Maybe I misunderstand the example but the "unaligned pointer" problem
is the same as on a single-core execution. If a datum can be partially
written to memory then different threads can see partial updates (if
there's no appropriate locking) on any machine with preemtive
multitasking (even on a single-CPU system).
You don't have to worry about the cache unless you are writing drivers
for DMA-capable peripherals. Modern multi-processors are cache
coherent so the hardware guarantees that a thread on processor A will
have the same view of memory as a thread on processor B. If the thread
on A reads a memory location that is cached on B then the thread on A
will get the correct value from Bs cache.

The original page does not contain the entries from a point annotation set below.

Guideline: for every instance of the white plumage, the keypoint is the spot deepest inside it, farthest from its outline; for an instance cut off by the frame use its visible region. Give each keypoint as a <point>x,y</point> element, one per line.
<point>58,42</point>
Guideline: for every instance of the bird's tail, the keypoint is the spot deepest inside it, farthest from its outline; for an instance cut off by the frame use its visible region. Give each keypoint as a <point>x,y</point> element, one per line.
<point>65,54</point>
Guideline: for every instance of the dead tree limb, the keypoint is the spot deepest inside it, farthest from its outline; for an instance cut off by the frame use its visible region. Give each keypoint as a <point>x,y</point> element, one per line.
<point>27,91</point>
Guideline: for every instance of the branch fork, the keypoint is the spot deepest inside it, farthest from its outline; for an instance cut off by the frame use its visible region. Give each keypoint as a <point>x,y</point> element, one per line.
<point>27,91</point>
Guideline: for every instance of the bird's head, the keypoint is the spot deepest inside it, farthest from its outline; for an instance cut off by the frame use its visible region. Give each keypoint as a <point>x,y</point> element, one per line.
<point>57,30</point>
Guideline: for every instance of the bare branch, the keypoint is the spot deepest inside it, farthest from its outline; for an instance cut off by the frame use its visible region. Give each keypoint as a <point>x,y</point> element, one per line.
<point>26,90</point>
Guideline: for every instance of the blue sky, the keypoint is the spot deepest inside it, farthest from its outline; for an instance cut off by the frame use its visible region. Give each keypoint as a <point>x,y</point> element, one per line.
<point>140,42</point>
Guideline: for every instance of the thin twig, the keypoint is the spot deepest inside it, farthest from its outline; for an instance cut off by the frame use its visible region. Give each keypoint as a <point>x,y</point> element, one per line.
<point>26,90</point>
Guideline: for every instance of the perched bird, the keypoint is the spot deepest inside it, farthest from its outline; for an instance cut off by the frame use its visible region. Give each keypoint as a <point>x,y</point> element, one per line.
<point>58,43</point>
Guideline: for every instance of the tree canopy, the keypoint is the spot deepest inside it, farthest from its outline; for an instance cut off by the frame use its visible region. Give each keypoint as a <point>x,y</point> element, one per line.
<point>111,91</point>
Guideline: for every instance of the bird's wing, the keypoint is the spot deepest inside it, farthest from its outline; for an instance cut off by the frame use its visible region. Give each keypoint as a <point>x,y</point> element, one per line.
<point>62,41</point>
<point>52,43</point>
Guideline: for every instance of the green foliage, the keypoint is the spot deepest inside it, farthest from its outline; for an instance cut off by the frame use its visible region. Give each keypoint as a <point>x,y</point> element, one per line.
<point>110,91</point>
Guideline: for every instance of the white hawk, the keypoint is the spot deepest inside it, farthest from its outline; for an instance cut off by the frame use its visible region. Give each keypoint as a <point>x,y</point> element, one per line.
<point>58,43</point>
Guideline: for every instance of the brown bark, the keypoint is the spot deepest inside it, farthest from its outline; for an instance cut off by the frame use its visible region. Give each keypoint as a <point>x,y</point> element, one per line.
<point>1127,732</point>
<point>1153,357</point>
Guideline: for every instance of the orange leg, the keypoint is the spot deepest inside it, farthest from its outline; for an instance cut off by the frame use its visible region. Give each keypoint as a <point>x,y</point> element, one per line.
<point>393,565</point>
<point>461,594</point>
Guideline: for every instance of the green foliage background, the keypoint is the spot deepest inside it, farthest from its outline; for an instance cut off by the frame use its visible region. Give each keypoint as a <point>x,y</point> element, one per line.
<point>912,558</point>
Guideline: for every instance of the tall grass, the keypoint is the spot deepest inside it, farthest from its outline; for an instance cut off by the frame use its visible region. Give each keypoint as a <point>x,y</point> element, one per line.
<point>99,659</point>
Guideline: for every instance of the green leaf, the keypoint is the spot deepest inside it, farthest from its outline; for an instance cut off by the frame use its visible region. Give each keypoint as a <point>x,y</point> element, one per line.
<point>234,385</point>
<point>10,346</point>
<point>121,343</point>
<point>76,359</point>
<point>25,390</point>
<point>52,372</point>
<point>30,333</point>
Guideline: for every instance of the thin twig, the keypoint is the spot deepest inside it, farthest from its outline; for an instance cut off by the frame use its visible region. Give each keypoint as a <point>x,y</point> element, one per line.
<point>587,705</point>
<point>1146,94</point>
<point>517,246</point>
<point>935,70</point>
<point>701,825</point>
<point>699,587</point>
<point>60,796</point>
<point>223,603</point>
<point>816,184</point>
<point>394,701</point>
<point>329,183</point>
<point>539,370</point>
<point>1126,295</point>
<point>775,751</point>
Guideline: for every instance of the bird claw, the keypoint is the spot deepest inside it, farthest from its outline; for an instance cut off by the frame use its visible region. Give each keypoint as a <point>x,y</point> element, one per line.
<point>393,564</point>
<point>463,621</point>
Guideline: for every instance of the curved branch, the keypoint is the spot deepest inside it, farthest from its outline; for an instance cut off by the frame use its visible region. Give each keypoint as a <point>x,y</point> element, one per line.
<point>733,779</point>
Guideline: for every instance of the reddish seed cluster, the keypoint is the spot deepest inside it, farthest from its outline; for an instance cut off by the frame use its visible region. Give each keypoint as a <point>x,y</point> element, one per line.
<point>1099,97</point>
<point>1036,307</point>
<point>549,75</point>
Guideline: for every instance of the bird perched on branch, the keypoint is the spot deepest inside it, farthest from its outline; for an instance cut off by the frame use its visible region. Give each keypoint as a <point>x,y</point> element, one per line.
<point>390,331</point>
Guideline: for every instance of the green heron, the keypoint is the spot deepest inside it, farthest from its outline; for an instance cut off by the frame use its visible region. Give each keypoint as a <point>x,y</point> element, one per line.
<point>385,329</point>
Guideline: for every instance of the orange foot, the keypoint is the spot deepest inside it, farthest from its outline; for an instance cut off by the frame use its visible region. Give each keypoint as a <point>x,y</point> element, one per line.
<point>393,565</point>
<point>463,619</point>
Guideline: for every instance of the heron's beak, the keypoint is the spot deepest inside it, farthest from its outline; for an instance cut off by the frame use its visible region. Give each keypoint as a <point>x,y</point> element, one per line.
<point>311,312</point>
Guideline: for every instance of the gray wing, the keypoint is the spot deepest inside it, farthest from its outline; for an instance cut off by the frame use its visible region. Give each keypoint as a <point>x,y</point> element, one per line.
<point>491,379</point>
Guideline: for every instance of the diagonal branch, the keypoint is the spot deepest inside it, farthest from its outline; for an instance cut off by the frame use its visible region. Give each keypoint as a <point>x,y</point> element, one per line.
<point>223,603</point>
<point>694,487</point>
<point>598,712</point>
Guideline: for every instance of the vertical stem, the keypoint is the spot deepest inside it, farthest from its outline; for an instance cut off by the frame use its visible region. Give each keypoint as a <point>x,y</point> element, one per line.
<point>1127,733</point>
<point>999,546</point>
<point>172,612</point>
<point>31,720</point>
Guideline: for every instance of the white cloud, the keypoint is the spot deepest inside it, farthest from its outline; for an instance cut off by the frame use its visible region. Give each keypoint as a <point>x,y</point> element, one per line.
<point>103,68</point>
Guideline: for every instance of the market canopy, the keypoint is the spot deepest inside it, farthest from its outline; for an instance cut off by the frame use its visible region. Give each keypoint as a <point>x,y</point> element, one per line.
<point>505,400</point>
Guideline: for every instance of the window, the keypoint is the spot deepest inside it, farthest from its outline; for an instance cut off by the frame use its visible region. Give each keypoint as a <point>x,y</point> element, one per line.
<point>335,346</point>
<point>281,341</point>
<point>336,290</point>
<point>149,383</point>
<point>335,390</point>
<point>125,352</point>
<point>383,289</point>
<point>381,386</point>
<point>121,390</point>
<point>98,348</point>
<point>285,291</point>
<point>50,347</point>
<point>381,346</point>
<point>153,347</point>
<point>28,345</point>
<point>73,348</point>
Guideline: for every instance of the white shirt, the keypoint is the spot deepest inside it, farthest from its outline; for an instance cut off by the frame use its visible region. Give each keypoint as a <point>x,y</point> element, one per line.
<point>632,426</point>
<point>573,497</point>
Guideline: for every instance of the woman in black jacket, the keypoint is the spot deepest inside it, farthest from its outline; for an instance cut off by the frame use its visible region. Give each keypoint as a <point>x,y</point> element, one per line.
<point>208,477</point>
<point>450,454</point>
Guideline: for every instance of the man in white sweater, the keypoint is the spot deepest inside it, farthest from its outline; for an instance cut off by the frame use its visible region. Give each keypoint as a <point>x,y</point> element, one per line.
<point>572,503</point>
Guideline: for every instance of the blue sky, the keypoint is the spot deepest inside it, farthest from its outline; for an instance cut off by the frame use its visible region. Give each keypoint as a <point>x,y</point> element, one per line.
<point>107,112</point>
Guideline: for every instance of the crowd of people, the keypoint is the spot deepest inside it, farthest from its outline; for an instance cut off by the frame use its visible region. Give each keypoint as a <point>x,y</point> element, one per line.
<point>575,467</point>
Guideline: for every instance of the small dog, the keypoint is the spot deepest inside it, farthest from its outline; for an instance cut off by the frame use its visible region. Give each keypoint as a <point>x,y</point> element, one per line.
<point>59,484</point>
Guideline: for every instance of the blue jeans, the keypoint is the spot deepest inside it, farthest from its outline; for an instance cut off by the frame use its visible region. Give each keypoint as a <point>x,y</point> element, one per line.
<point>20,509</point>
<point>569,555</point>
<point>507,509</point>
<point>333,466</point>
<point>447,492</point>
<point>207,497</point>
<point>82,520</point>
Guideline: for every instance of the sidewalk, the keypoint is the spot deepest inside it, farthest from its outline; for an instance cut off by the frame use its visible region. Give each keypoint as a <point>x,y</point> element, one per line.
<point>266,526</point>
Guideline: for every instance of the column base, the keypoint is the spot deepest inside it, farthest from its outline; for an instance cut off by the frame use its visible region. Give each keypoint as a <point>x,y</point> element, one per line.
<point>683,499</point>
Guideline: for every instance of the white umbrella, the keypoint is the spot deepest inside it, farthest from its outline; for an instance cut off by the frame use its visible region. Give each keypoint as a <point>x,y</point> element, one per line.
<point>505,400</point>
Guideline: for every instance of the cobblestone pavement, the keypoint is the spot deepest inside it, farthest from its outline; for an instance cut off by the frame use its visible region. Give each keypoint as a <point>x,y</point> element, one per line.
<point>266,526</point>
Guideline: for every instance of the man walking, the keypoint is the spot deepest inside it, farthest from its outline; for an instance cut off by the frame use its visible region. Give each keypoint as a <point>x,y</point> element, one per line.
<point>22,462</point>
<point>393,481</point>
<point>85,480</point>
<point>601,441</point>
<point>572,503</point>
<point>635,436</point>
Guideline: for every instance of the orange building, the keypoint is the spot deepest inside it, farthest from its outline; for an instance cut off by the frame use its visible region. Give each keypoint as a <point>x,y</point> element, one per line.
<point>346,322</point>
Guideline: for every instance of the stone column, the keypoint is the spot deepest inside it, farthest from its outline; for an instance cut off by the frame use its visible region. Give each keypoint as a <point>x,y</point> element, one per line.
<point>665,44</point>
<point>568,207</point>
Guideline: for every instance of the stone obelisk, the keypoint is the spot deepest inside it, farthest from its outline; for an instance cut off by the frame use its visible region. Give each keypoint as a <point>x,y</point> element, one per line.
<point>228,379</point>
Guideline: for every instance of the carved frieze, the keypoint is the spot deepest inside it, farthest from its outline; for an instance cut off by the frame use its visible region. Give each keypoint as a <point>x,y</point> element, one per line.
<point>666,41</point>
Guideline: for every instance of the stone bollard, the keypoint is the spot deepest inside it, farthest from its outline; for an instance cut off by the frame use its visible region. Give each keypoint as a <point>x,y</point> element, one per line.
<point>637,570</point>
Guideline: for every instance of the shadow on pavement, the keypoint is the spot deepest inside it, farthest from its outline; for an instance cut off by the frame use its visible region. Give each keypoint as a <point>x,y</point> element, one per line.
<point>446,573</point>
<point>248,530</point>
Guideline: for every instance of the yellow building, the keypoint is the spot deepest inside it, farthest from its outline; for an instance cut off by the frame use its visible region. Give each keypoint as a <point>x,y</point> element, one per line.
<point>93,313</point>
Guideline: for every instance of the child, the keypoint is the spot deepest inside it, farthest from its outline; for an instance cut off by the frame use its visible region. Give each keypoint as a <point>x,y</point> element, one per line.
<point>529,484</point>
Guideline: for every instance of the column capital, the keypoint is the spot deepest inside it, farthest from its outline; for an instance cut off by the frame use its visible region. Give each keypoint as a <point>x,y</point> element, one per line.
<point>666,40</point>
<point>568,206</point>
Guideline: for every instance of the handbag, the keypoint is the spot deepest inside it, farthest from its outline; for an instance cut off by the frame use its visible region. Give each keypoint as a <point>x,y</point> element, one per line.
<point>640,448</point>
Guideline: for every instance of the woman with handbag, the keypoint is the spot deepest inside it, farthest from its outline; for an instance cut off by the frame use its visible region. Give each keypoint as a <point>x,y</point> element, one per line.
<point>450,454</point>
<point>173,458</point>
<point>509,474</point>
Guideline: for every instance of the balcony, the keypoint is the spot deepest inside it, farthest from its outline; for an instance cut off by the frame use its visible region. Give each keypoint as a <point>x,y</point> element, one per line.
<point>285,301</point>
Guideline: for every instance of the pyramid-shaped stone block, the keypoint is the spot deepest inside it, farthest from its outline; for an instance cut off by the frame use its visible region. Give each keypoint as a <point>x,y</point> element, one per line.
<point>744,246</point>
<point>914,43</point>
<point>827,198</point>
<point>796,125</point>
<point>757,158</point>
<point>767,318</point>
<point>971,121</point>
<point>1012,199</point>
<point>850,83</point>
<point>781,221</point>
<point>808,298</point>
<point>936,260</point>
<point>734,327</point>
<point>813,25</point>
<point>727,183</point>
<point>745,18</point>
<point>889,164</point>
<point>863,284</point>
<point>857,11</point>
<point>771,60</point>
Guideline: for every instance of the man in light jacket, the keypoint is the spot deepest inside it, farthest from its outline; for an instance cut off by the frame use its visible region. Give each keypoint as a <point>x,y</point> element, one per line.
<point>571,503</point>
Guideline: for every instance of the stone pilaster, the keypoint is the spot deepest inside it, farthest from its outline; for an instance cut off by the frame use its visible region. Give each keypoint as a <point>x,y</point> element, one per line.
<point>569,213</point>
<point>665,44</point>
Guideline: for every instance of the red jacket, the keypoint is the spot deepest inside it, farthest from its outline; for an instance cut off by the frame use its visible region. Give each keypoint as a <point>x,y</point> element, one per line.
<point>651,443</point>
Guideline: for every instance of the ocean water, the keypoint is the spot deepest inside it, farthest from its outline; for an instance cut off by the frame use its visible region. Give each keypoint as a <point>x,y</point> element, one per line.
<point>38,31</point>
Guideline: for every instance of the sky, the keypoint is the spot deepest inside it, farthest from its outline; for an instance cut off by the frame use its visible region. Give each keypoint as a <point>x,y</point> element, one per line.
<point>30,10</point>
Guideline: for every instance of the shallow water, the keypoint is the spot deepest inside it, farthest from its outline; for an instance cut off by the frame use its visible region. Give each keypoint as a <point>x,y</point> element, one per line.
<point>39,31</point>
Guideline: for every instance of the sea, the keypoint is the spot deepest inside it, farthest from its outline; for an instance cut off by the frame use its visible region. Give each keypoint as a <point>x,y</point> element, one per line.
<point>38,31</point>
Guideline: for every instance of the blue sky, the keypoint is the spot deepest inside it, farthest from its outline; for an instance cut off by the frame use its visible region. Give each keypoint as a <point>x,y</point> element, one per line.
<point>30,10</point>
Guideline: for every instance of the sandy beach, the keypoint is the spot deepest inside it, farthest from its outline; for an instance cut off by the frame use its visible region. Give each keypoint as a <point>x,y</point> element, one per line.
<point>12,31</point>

You do have to worry about values in registers and from a
programming standpoint that difference may not be a visible one, but
in my opinion involving the cache in a concurrency discussion often
just introduces unnecessary confusion.
Any operation that is labeled "indivisible" by the programming manual
for a ISA must reasonably keep being indivisible in a multiprocessing
system built with processors using that ISA or backwards compatibility
would break. However, this does not mean that operations that were
never promised to be indivisible, but happened to be in a particular
processor implementation, will be indivisible in future
implementations (such as in a multiprocessor system).
[Edit] Completion to the comment below
- Anything written to memory will be coherently visible to all
threads, regardless of the number of cores (in a cache coherent
system).
- Anything written to memory non-atomically can end up being partially
read by unsynchronized threads in the presence of preemption (even
on a single-core system).
If the pointer is written to an unaligned address in a single, atomic
write then the cache coherence hardware will make sure that all
threads see it completed, or not at all. If the pointer is written
non-atomically (such as with two separate write operations) then any
threads may see the partial update even on a single-core system
with true preemption.